Valley Family: Exploring Scalable Vision-Language Design for Multimodal Understanding and Reasoning

🎮️ Github Repository | 🤗 Huggingface Model Collection | 📙 Technical Report

News

[2026/05/05] 🔥🔥🔥 We have released the technical report of Valley3! Check out the full paper here: Valley3 Technical Report.
[2026/05/01] 🔥🔥🔥 We have released the model weights of Valley3, which is an omni foundation model collection for unified e-commerce understanding and reasoning.
[2025/11/27] 🔥🔥 We have released the technical report of Valley2.5! Check out the full paper here: Valley2.5 Technical Report.
[2025/10/26] 🔥🔥 We have released the weights of Valley2.5, which significantly enhances multimodal understanding and reasoning capabilities.
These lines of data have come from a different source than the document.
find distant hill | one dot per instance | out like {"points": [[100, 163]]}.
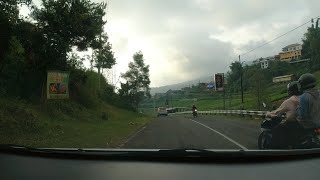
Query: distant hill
{"points": [[178, 86]]}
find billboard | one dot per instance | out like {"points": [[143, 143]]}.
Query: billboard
{"points": [[57, 85], [219, 81]]}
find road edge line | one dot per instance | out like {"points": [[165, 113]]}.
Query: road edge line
{"points": [[226, 137]]}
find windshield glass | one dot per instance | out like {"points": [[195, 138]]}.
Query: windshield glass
{"points": [[174, 74]]}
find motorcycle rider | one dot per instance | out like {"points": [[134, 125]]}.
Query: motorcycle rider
{"points": [[289, 129], [308, 111]]}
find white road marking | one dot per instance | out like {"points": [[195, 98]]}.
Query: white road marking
{"points": [[132, 136], [231, 140]]}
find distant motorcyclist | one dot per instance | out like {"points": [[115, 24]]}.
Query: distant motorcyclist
{"points": [[194, 108], [194, 111], [308, 111], [289, 129]]}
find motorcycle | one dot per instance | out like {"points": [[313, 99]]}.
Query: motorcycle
{"points": [[309, 139], [195, 113]]}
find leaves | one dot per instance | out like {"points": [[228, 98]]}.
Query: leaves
{"points": [[137, 81], [68, 23]]}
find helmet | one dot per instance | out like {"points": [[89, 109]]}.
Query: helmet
{"points": [[293, 88], [307, 81]]}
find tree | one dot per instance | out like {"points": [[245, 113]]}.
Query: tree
{"points": [[103, 55], [259, 83], [137, 80], [66, 24], [311, 45], [9, 16]]}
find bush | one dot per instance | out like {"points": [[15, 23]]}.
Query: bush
{"points": [[16, 117]]}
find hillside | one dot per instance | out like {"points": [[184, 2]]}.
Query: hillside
{"points": [[66, 124], [178, 86]]}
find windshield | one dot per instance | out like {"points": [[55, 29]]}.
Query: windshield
{"points": [[192, 74]]}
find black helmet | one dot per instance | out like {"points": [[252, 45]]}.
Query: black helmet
{"points": [[293, 88], [307, 81]]}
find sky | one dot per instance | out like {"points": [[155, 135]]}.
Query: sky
{"points": [[185, 40]]}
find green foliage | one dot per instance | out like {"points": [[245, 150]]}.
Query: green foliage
{"points": [[12, 68], [17, 117], [68, 23], [137, 81], [311, 46], [103, 55]]}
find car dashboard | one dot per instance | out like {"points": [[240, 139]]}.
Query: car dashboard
{"points": [[25, 166]]}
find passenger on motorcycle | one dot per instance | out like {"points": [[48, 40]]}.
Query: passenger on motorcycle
{"points": [[289, 130], [308, 111], [194, 108]]}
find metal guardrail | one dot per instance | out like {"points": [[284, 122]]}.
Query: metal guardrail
{"points": [[238, 112]]}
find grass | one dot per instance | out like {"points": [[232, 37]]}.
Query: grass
{"points": [[79, 128]]}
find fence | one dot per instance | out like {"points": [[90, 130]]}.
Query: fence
{"points": [[237, 112]]}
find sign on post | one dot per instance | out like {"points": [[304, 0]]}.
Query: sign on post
{"points": [[219, 82], [57, 85]]}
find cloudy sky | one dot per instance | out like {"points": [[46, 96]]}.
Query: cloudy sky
{"points": [[184, 40]]}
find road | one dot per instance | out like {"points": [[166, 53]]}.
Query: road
{"points": [[205, 132]]}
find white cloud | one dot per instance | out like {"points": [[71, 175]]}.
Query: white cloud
{"points": [[182, 40]]}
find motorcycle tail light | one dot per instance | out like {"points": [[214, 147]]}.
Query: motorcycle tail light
{"points": [[317, 131]]}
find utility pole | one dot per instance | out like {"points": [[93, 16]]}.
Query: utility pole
{"points": [[241, 81], [154, 104]]}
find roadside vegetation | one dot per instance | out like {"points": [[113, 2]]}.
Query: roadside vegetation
{"points": [[95, 114]]}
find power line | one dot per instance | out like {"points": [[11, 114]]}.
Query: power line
{"points": [[277, 37]]}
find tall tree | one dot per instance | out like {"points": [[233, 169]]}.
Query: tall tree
{"points": [[9, 16], [103, 55], [138, 81], [66, 24]]}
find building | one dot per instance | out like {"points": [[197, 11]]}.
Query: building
{"points": [[264, 62], [290, 52]]}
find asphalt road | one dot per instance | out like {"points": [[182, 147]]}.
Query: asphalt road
{"points": [[204, 132]]}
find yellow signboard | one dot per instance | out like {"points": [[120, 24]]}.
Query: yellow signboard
{"points": [[57, 85]]}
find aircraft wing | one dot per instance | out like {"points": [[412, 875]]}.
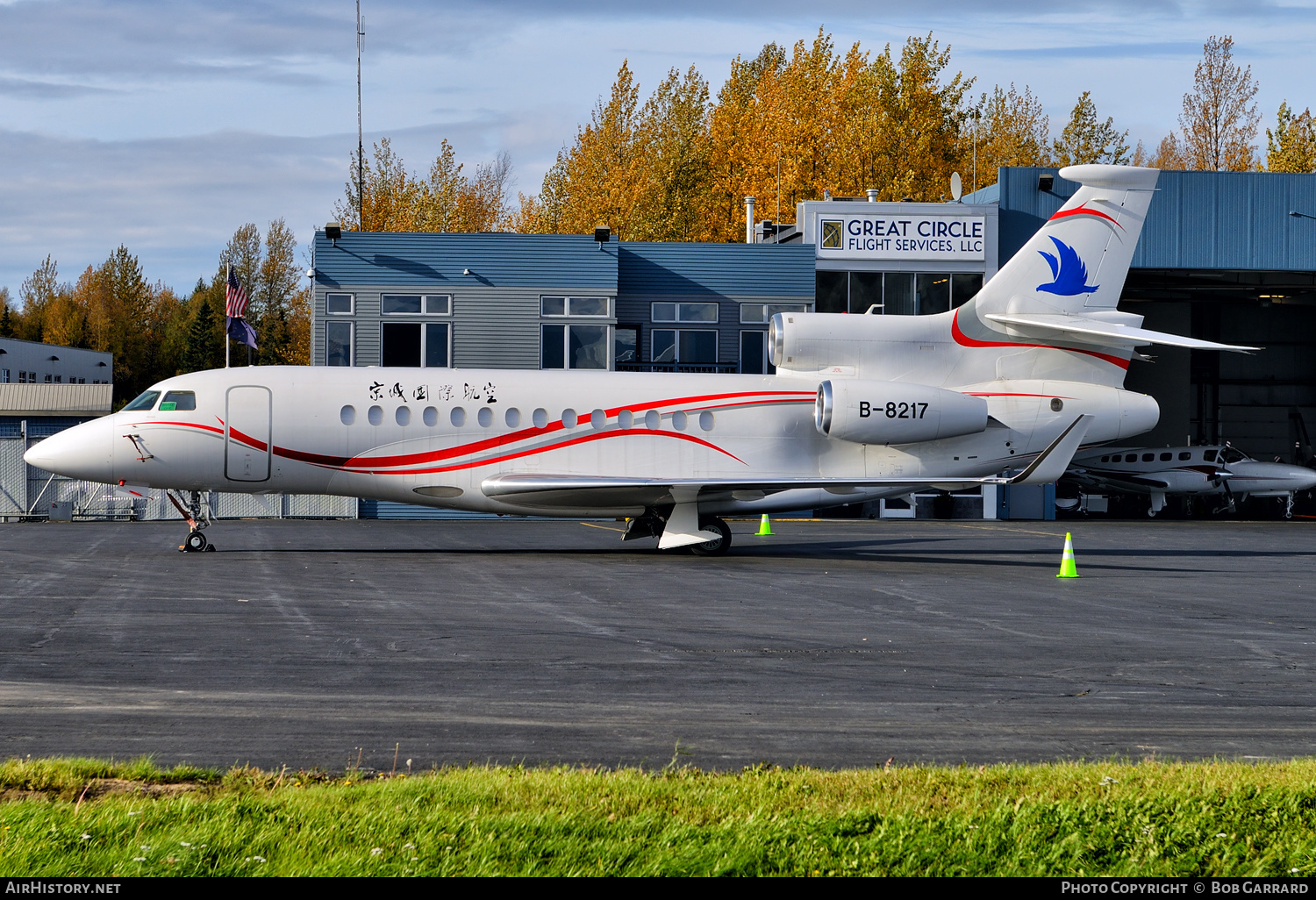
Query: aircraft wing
{"points": [[1079, 328], [603, 491]]}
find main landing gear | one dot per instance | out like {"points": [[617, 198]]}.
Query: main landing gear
{"points": [[197, 516], [653, 524]]}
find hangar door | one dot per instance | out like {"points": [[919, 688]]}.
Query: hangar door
{"points": [[247, 433]]}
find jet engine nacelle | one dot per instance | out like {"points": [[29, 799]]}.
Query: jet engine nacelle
{"points": [[895, 412]]}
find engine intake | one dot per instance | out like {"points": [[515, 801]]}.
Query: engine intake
{"points": [[895, 412]]}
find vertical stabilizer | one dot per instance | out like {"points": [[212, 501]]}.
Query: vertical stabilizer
{"points": [[1078, 260]]}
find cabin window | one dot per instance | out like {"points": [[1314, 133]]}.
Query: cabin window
{"points": [[339, 304], [145, 400], [337, 344]]}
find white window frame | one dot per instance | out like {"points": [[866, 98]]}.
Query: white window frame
{"points": [[678, 361], [352, 303], [424, 302], [424, 337], [352, 344], [676, 312]]}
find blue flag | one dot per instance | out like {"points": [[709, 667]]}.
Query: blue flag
{"points": [[241, 332]]}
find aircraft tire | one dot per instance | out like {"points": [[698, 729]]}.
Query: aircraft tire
{"points": [[718, 547]]}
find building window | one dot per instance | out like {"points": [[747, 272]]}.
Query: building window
{"points": [[760, 313], [574, 346], [339, 304], [415, 304], [683, 312], [597, 307], [684, 346], [894, 294], [413, 344], [337, 344], [755, 354]]}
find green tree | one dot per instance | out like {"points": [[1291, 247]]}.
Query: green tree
{"points": [[1219, 121], [203, 347], [1291, 146], [1087, 139]]}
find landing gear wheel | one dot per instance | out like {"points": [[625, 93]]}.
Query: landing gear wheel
{"points": [[719, 546]]}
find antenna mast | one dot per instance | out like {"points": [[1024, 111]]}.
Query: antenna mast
{"points": [[361, 150]]}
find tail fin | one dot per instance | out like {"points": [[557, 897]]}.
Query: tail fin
{"points": [[1078, 260]]}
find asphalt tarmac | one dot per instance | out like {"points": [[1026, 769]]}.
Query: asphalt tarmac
{"points": [[831, 644]]}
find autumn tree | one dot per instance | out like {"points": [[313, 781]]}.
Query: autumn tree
{"points": [[1012, 131], [447, 200], [1087, 139], [1219, 121], [1291, 146]]}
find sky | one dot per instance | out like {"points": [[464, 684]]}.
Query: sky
{"points": [[165, 126]]}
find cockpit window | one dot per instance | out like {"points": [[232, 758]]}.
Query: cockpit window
{"points": [[145, 402], [178, 400]]}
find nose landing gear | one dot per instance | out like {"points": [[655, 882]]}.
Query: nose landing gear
{"points": [[197, 518]]}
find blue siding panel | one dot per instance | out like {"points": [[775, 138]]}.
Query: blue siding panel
{"points": [[437, 261], [1198, 220], [716, 268]]}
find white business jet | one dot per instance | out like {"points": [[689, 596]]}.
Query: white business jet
{"points": [[1203, 471], [1003, 389]]}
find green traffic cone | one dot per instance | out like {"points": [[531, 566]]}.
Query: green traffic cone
{"points": [[1068, 568]]}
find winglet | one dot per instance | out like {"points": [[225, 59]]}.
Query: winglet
{"points": [[1055, 458]]}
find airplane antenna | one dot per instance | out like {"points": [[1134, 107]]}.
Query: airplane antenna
{"points": [[361, 149]]}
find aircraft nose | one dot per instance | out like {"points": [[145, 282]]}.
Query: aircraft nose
{"points": [[78, 452]]}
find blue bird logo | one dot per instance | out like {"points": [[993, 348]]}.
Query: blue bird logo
{"points": [[1069, 274]]}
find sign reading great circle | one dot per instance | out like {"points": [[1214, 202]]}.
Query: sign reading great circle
{"points": [[903, 237]]}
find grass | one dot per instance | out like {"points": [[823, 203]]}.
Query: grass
{"points": [[81, 818]]}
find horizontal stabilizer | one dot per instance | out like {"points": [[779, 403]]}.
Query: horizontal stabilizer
{"points": [[1079, 328]]}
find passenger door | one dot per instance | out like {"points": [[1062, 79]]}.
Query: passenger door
{"points": [[247, 433]]}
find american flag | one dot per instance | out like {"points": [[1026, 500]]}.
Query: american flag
{"points": [[234, 297]]}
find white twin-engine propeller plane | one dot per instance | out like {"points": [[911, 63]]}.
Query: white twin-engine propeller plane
{"points": [[1003, 389]]}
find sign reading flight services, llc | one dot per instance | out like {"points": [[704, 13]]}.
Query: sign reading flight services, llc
{"points": [[903, 237]]}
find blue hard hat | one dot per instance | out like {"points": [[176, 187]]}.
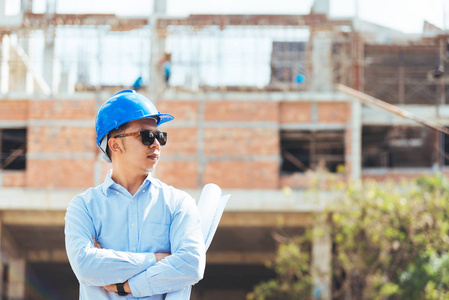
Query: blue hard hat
{"points": [[123, 107]]}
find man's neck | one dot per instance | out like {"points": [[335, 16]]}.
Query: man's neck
{"points": [[131, 181]]}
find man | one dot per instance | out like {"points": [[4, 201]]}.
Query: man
{"points": [[133, 236]]}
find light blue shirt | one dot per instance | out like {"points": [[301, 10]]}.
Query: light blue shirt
{"points": [[130, 229]]}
It has achieved 74.3 on the OpenCompass Multi-modal Academic Leaderboard!

Introduction

Valley is a cutting-edge multimodal large model designed to handle a variety of tasks involving text, images, and video data, which is developed by ByteDance. Our model:

Achieved the best results in the inhouse e-commerce and short-video benchmarks, much better then other SOTA opensource models.
Demonstrated comparatively outstanding performance in the OpenCompass Benchmark.

Valley3

Valley3 is built upon the Qwen3-VL backbone and extends it with audio transformer for audio encoding. The audio embeddings are aligned to the visual-language backbone via an MLP-based connector, then concatenated with visual and text tokens into a unified input space, enabling omni-modal understanding.